The inverse sine function (sin^(-1)) or the arcsine function (arcsin).
121
Define arcsin.
sin^(-1)(x) = y ⇔ sin(y) = x and (-π/2) ≤ y ≤ (π/2)
122
Define arccos
cos^(-1)(x) = y ⇔ cos(y) = x and 0 ≤ y ≤ π
123
Define arctan
tan^(-1)(x) = y ⇔ tan(y) = x and (-π/2) ≤ y ≤ (π/2)
124
What is the domain and range of the arcsin function?
domain: [-1,1]
range: [ (-π/2), (π/2)]
125
How do you obtain the graph of the arcsin function from the restricted sine function?
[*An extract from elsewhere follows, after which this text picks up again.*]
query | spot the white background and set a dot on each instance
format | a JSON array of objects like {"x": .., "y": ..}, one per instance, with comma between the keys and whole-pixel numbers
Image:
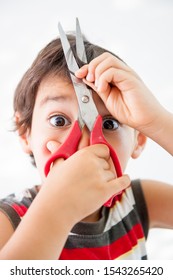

By reflecting the restricted sine function about the line y = x
126
What is the domain and range of the arccos function?
domain: [-1,1]
range: [ 0, π]
127
How do you obtain the graph of the arccos function from the restricted cosine function?
By reflecting the restricted cosine function about the line y = x
128
What are the cancellation equations for the inverse sine function?
```
sin^(-1)(sin^(x)) = x for (-π/2) ≤ x ≤ (π/2)
sin(sin^(-1)(x)) = x for -1 ≤ x ≤ 1
```
129
What are the cancellation equations for the inverse cosine function?
```
cos^(-1)(cos^(x)) = x for 0 ≤ x ≤ π
cos(cos^(-1)(x)) = x for -1 ≤ x ≤ 1
```
130
What is the domain and range of the arctan function?
domain: ℝ
range: [ (-π/2), (π/2)]
131
How do you obtain the graph of the arctan function from the restricted tangent function?
We know that the lines x = ±π/2 are vertical asymptotes of the graph of tan. Since the graph of arctan is obtained by reflecting the graph of the restricted tangent function about the line y=x, it follows that the lines y = π/2 and y = -π/2 are horizontal asymptotes of the graph of arctan.